Master Bashir is the local schoolteacher and a minor landlord — the only ‘educated’ person in the entire village. A couple of minutes later, a newly constructed brick building was in sight. This was the community centre. It has room for a dispensary, a training centre and central meeting area.
The news of our arrival brought many youngsters at the community centre, a couple of them carrying two wooden cots and another carrying a jug of milk and glasses. Master Bashir joined us shortly accompanied by the son of lambardar. There was something different about the group of men that I met that day; unlike their counterparts in rural areas, these men were full of confidence and had no qualms in expressing their views. I suppose all the attention that the project got in the recent months had something to do with that.
To my question as to why the village did not do anything about the floodwater knocking at their doorsteps day in and day out for years, the response was: “It is a sin to be poor and insignificant in this country.” Surely with 800 plus votes in this village alone the collective efforts of the twelve villages could have persuaded the local politicians to help you people out, I asked them. A young lad in his early twenties was quick to respond, “You see they are not politicians, they are our lords and when you are a ‘house chicken’ no one cares how much it costs.”
For years the people of Kot Nizam lived under extreme conditions. Debt, despair, disease and above all low self-esteem they had it all before RDPI decided to take matters into their own hands and started working on an ambitious programme that has literally turned the tide for the people of this tiny hamlet.
These young men were laughed at when they came up with the proposal. They ran from pillar to post mustering support and much needed funds with little initial luck, but the important thing was that they never gave up. But as the adage goes, where there is will there is way.

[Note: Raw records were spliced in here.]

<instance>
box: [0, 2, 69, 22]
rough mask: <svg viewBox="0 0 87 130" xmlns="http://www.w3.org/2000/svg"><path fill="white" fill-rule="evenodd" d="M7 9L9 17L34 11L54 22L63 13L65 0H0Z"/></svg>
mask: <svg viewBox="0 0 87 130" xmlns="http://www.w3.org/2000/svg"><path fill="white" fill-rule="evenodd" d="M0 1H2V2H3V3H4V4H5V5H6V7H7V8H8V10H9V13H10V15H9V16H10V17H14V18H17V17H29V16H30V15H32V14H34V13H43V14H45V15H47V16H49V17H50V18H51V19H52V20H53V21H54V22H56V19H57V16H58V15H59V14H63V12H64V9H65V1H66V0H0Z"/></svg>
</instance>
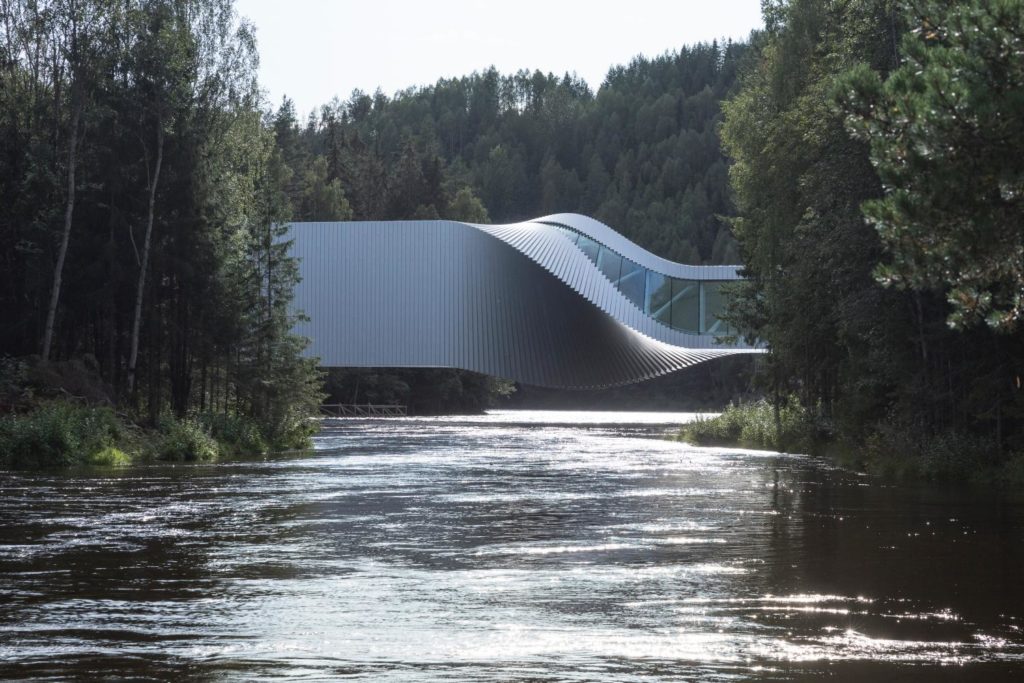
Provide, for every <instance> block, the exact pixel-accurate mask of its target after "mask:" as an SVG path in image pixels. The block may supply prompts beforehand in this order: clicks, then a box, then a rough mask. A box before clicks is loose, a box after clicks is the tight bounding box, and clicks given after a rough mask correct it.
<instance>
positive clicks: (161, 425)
mask: <svg viewBox="0 0 1024 683" xmlns="http://www.w3.org/2000/svg"><path fill="white" fill-rule="evenodd" d="M158 431H159V436H158V437H157V438H156V439H155V442H154V443H153V444H152V454H151V455H153V456H154V457H155V458H157V459H158V460H164V461H169V462H196V461H209V460H215V459H216V458H217V456H218V455H220V449H219V446H218V444H217V441H216V439H214V438H213V436H211V435H210V432H209V431H208V430H207V428H206V426H205V425H204V424H203V423H202V422H201V421H200V420H195V419H191V418H185V419H182V420H179V419H176V418H173V417H165V418H164V419H162V420H161V422H160V425H159V427H158Z"/></svg>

RDPI surprised everyone by managing to pull off such a huge project without any governmental support. Today the same people who laughed at them are lining up at Kot Nizam to cash in on this success story. But the most important thing is that the people of Kot Nizam are no longer a miserable bunch of people they once were.
What you find in Kot Nizam today is a bunch of defiant and proud people who state that they are no longer the doormats of the local politicians and moneylenders.

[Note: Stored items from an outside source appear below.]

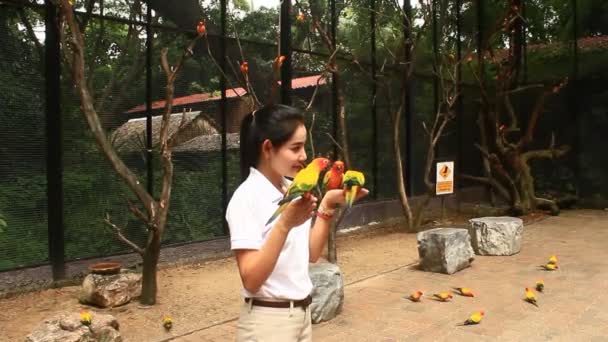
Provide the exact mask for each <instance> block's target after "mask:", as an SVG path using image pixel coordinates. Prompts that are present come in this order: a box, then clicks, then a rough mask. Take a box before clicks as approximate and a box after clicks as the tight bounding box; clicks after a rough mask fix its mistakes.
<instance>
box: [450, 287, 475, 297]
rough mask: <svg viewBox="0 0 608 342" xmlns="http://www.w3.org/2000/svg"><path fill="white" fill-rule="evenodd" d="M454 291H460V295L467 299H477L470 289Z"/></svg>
mask: <svg viewBox="0 0 608 342" xmlns="http://www.w3.org/2000/svg"><path fill="white" fill-rule="evenodd" d="M454 290H456V291H458V294H459V295H461V296H465V297H475V295H474V294H473V291H472V290H471V289H470V288H468V287H455V288H454Z"/></svg>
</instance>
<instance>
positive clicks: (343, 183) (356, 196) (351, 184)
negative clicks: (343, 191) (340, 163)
mask: <svg viewBox="0 0 608 342" xmlns="http://www.w3.org/2000/svg"><path fill="white" fill-rule="evenodd" d="M342 183H343V186H344V191H346V207H347V208H350V207H352V206H353V202H354V201H355V197H357V193H358V192H359V190H360V189H361V188H362V187H363V185H364V184H365V176H364V175H363V173H361V172H359V171H354V170H348V171H346V173H345V174H344V176H343V177H342Z"/></svg>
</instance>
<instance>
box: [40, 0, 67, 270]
mask: <svg viewBox="0 0 608 342" xmlns="http://www.w3.org/2000/svg"><path fill="white" fill-rule="evenodd" d="M45 9H46V11H45V43H44V48H45V61H44V73H45V88H46V89H45V92H46V93H45V96H46V108H45V109H46V153H47V160H46V179H47V201H48V202H47V215H48V241H49V261H50V262H51V266H52V272H53V280H59V279H63V278H65V247H64V230H63V228H64V227H63V224H64V222H63V165H62V158H63V150H62V149H63V146H62V140H63V136H62V133H63V132H62V119H61V118H62V115H61V102H60V99H61V79H60V77H61V50H60V45H59V23H58V20H57V17H58V14H59V11H58V9H57V7H56V6H55V5H54V4H53V2H52V1H50V0H47V1H45Z"/></svg>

“Never again shall we stand outside the tehsil offices waiting to be heard; we know how to get things done now and we will get them done the way we managed to get rid of disease, poverty and hunger,” said another youth.
“See the munji, around you sir; this is the sign of our independence. After this year’s harvest we will no longer wear the moneylenders yoke around our neck,” another proud voice claimed. All the village now requires is the government to carry out the process of ishtimal (a legal process by which the scattered pieces of land owned by a single landlord are clubbed together).
“If the ishtimal is carried out today then no one can stop progress in our village,” exclaimed Master Bashir. “And do not forget the lady teacher for the girls’ primary school,” added the lambardar-in-waiting.
I had no reason to doubt their collective claims; there were telltale signs of newfound prosperity. A newly painted brick house here, and a couple of freshly plastered mud house there, point to the village’s road to economic recovery. The traditional blobs of filth oozing out of the drains in a similar village elsewhere were nowhere to be seen. Kot Nizam has spotted the rainbow. All it has to do now is to find the gold pot.